17. Searching for Trips**
This section shows you how to search for trips in a GTFS feed based on specified times and stops.
The three scenarios covered are:
- Finding all stops departing from a given stop after a certain time
- Finding all stops arriving at a given stop before a certain time
- Finding all trips between two stops after a given time
The first and second scenarios are the simplest, because they only rely on a single end of each trip. The third scenario is more complex because you have to ensure that each trip returned visits both the start and finish stops.
When searching for trips, the first thing you need to know is which services are running for the given search time.
Finding Service IDs
The first step in searching for trips is to determine which services are
running. To begin with, you need to find service IDs for a given date.
You then need to handle exceptions accordingly. That is, you need to add
service IDs and remove service IDs based on the rules in
calendar_dates.txt
.
Note: In Scheduling Past Midnight, you were shown how GTFS works with times past midnight. The key takeaway from this is that you have to search for trips for two sets of service IDs. This is covered as this chapter progresses.
In Australia, 27 January 2014 (Monday) was the holiday for Australia Day. This is used as an example to demonstrate how to retrieve service IDs.
Firstly, you need the main set of service IDs for the day.

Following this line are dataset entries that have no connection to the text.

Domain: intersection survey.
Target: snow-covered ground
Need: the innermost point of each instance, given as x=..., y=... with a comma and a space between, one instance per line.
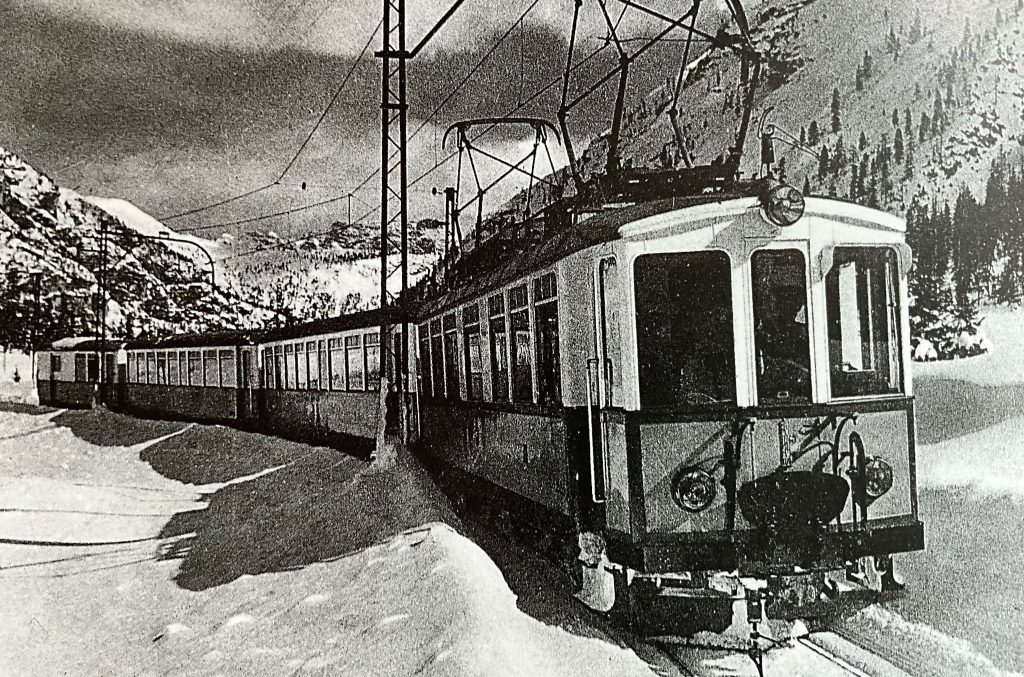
x=17, y=381
x=133, y=547
x=962, y=609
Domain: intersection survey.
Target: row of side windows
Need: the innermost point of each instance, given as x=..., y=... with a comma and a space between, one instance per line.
x=211, y=368
x=349, y=363
x=507, y=334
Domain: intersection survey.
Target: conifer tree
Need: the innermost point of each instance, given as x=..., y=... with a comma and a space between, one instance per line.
x=823, y=162
x=837, y=122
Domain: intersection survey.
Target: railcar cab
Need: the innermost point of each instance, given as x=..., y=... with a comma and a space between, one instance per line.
x=752, y=407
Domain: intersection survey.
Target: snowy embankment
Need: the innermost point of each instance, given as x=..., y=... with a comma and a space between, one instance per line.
x=160, y=548
x=16, y=378
x=961, y=612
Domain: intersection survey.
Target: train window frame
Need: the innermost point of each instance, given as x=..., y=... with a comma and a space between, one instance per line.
x=549, y=377
x=763, y=393
x=268, y=380
x=195, y=368
x=353, y=343
x=437, y=366
x=450, y=348
x=654, y=363
x=474, y=370
x=501, y=388
x=210, y=356
x=301, y=366
x=520, y=344
x=885, y=377
x=336, y=360
x=372, y=342
x=172, y=369
x=228, y=376
x=424, y=365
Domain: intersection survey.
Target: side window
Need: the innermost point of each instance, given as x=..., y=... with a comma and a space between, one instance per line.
x=862, y=305
x=546, y=315
x=268, y=379
x=437, y=357
x=211, y=376
x=337, y=357
x=301, y=367
x=521, y=345
x=172, y=368
x=499, y=348
x=474, y=351
x=426, y=384
x=279, y=367
x=195, y=368
x=780, y=337
x=373, y=344
x=290, y=367
x=451, y=356
x=353, y=356
x=228, y=378
x=684, y=330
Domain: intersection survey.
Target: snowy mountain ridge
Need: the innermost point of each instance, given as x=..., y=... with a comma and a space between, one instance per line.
x=58, y=251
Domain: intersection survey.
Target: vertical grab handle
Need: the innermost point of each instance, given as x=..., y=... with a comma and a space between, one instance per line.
x=596, y=495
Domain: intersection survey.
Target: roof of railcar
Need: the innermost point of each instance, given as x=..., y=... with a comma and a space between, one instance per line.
x=614, y=222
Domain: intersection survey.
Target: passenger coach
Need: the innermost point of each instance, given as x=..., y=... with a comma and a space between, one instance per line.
x=704, y=384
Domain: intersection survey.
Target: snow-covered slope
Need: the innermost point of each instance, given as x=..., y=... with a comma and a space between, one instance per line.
x=144, y=224
x=200, y=550
x=58, y=250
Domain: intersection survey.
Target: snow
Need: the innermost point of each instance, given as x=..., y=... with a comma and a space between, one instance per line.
x=286, y=559
x=145, y=224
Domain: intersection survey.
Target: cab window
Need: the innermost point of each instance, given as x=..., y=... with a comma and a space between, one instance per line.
x=684, y=330
x=861, y=293
x=780, y=337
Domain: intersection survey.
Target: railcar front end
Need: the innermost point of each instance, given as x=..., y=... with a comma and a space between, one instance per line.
x=752, y=417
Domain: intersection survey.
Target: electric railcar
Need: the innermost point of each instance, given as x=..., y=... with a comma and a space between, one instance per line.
x=691, y=393
x=694, y=394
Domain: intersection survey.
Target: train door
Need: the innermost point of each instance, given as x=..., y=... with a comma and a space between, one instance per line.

The following SQL query achieves this.
SELECT service_id FROM calendar
WHERE start_date <= '20140127' AND end_date >= '20140127'
AND monday = 1;
# Result: 1, 2, 6, 9, 18, 871, 7501
Next you need to find service IDs that are to be excluded, as achieved by the following SQL query.
SELECT service_id FROM calendar_dates
WHERE date = '20140127' AND exception_type = 2;
# Result: 1, 2, 6, 9, 18, 871, 7501
Finally, you need to find service IDs that are to be added. This query
is identical to the previous query, except for the different
exception_type
value.
SELECT service_id FROM calendar_dates
WHERE date = '20140127' AND exception_type = 1;
# Result: 12, 874, 4303, 7003
You can combine these three queries all into a single query in SQLite
using EXCEPT
and UNION
, as shown in the following SQL query.
SELECT service_id FROM calendar
WHERE start_date <= '20140127' AND end_date >= '20140127'
AND monday = 1
UNION
SELECT service_id FROM calendar_dates
WHERE date = '20140127' AND exception_type = 1
EXCEPT
SELECT service_id FROM calendar_dates
WHERE date = '20140127' AND exception_type = 2;
# Result: 12, 874, 4304, 7003
Now when you search for trips, only trips that have a matching
service_id
value are included.
Finding Trips Departing a Given Stop
In order to determine the list of services above, a base timestamp on
which to search is needed. For the purposes of this example, assume that
timestamp is 27 January 2014 at 1 PM (13:00:00
when using GTFS).
This example searches for all services departing from Adelaide Railway
Station, which has stop ID 6665
in the Adelaide Metro GTFS feed. To
find all matching stop times, the following query can be performed.
SELECT * FROM stop_times
WHERE stop_id = '6665'
AND departure_time >= '13:00:00'
AND pickup_type = 0
ORDER BY departure_time;
This returns a series of stop times that match the given criteria. The only problem is it does not yet take into account valid service IDs.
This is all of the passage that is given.